A matemática é uma área de conhecimento bastante complexa e existem alguns de seus componentes que possuem claramente um aspecto verbal — como contagem, escrita de números, tabuada, resolução de problemas aritméticos —, enquanto outros processos, como comparação de conjuntos, não exigem acesso a representações verbais. Deste modo, é comum que estudos que investigam a associação entre discalculia e dislexia encontrem prejuízos específicos relacionados a estes aspectos verbais da matemática.

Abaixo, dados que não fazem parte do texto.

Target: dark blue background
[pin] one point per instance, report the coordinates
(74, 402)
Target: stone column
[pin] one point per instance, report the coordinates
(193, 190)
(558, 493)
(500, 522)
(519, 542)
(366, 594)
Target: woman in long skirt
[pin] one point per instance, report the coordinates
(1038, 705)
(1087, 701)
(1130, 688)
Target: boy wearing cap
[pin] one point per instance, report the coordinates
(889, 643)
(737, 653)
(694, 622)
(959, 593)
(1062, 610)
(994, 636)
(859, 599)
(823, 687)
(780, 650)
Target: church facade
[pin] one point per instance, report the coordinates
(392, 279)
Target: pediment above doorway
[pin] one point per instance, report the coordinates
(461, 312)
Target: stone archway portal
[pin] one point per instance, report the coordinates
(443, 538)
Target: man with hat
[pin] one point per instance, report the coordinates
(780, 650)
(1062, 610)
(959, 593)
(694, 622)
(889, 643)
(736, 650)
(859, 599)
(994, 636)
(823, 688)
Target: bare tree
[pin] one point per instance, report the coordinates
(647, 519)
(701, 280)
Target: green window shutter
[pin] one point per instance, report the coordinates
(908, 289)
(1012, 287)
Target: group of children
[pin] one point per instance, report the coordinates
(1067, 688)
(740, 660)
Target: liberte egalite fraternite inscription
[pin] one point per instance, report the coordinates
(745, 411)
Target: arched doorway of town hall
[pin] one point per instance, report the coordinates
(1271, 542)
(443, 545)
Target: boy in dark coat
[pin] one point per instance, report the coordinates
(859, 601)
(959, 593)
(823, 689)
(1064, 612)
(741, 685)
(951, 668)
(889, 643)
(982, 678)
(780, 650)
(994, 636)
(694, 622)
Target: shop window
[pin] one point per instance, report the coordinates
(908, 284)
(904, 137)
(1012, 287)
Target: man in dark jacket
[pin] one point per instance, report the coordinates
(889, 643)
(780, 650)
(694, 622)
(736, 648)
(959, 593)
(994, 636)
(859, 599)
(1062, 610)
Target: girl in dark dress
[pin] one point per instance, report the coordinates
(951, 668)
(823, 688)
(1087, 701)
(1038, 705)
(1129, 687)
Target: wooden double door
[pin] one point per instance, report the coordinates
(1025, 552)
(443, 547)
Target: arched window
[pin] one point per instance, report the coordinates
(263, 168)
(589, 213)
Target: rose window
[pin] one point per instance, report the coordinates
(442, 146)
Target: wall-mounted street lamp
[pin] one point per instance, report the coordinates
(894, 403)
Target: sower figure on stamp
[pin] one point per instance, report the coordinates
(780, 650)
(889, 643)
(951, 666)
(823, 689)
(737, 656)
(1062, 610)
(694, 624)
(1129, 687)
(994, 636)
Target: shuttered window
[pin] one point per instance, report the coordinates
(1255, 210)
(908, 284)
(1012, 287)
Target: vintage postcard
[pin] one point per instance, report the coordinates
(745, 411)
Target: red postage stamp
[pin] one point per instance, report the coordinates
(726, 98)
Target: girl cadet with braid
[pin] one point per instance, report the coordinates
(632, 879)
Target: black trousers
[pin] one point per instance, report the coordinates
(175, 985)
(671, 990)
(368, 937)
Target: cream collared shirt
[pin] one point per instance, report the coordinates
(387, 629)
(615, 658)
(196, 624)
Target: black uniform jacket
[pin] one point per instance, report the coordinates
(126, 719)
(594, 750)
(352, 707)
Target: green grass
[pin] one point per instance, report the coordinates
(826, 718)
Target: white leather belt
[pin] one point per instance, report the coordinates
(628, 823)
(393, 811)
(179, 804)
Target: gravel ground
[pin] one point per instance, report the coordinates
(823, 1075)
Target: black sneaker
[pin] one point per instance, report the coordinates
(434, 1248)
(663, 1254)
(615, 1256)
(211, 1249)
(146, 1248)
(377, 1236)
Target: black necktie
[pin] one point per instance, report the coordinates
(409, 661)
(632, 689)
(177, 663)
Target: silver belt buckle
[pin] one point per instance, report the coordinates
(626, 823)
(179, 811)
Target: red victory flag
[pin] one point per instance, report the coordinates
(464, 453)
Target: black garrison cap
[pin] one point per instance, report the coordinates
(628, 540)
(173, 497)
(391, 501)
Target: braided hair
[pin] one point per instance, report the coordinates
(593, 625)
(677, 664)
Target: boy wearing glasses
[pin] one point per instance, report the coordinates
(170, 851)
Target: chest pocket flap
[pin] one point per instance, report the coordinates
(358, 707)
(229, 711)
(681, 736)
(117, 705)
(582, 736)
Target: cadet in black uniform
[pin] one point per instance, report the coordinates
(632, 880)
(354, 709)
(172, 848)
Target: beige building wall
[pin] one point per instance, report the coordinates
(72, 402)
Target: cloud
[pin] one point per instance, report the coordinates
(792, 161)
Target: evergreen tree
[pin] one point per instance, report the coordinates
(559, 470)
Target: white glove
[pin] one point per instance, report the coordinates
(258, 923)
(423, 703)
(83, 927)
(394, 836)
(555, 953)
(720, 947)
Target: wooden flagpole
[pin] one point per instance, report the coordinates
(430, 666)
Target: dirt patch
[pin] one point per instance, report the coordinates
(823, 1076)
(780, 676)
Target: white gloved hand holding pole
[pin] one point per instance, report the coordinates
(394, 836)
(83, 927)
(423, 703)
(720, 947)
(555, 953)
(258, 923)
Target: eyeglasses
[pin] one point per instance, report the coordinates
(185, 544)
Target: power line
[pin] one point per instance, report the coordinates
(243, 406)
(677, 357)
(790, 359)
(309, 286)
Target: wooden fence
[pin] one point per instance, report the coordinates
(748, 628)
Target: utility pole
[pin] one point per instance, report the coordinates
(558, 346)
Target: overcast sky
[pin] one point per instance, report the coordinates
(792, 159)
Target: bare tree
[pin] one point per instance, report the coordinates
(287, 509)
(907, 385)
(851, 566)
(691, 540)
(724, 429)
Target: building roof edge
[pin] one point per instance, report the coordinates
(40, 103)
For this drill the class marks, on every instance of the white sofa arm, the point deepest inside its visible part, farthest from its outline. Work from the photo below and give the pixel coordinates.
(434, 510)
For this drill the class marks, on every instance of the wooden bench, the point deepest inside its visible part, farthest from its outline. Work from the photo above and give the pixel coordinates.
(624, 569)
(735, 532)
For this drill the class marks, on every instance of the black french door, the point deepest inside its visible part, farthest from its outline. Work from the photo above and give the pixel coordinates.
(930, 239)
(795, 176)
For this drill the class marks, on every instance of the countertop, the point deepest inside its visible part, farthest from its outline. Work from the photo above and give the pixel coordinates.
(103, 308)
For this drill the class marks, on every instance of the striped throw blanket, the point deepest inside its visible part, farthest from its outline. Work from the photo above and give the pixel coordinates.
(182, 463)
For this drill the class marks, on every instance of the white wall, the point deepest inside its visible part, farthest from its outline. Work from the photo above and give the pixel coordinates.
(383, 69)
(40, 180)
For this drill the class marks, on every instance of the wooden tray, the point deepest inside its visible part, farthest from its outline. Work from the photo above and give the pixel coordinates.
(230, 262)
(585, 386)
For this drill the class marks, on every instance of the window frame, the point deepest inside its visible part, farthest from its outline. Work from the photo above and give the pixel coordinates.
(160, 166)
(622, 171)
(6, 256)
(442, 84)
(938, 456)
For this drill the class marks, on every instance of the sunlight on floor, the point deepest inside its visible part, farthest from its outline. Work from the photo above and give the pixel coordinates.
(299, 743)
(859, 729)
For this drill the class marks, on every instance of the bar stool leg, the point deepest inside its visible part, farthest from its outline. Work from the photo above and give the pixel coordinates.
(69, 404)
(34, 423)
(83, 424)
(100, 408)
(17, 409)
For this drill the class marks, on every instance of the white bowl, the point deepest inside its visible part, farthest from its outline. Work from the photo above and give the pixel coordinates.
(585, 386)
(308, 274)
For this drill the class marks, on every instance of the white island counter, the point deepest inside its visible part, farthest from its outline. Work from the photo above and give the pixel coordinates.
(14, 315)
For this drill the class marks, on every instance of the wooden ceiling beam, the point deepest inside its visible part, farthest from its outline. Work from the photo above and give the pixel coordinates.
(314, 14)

Os fatos aritméticos, ou seja, operações que podem ser resgatadas de forma automática, como a tabuada de multiplicação, são uma das grandes fontes de dificuldade matemática para crianças com dificuldade de leitura. Quando temos que responder a uma pergunta como “quanto é dois vezes três?”, é muito provável que resgatemos a resposta como se fosse uma frase armazenada em nossa memória de longo prazo, em vez de realizarmos o procedimento de cálculos. Vários estudos com estudantes disléxicos encontram associação entre o processamento fonológico e esta capacidade de resgate automático da resposta de um fato aritmético.
Som e números
Além disso, o Laboratório de Neuropsicologia do Desenvolvimento (LND-UFMG) tem realizado pesquisas sobre a associação entre aspectos linguísticos e a transcodificação numérica. A transcodificação é a mudança de um código verbal para outro (como ouvir o número “quarenta e três”, no formato verbal oral, e transcodifica-lo para “43”). No nosso artigo “What is specific and what is shared between numbers and words?” (O que é específico e o que é compartilhado entre números e palavras?) investigamos mecanismos cognitivos específicos e compartilhados entre números e palavras e observamos que o processamento fonológico influencia a aprendizagem da leitura e a escrita de palavras, como observado anteriormente na literatura, mas também é um mecanismo cognitivo associado à leitura e à escrita de numerais arábicos.
Estes estudos referentes a associação entre processamento fonológico e cálculos e transcodificação apoiam a hipótese de um déficit comum compartilhado entre a discalculia e dislexia. Apesar de ainda não termos a resposta definitiva de por que os dois transtornos estão diretamente associados, é importante pontuar que uma metanálise recente concluiu que crianças que apresentam uma dificuldade de matemática têm aproximadamente duas vezes mais chance do que crianças típicas de apresentar uma dificuldade de leitura associada.
A moral da história é, portanto, que a aprendizagem das letras e dos números apresenta algo em comum, possivelmente o processamento fonológico como mecanismo subjacente associado. Desse modo, é importante ressaltar que, durante a avaliação de suspeita de dificuldade de aprendizagem da matemática, o profissional que acompanha a criança deve também avaliar mecanismos cognitivos gerais que podem impactar o processamento numérico e a aritmética. Além disso, a intervenção fonológica também pode contribuir para o desenvolvimento de habilidades numéricas e deve ser levada em consideração em programas de intervenção com indivíduos com discalculia que apresentam dificuldades em aspectos verbais da matemática.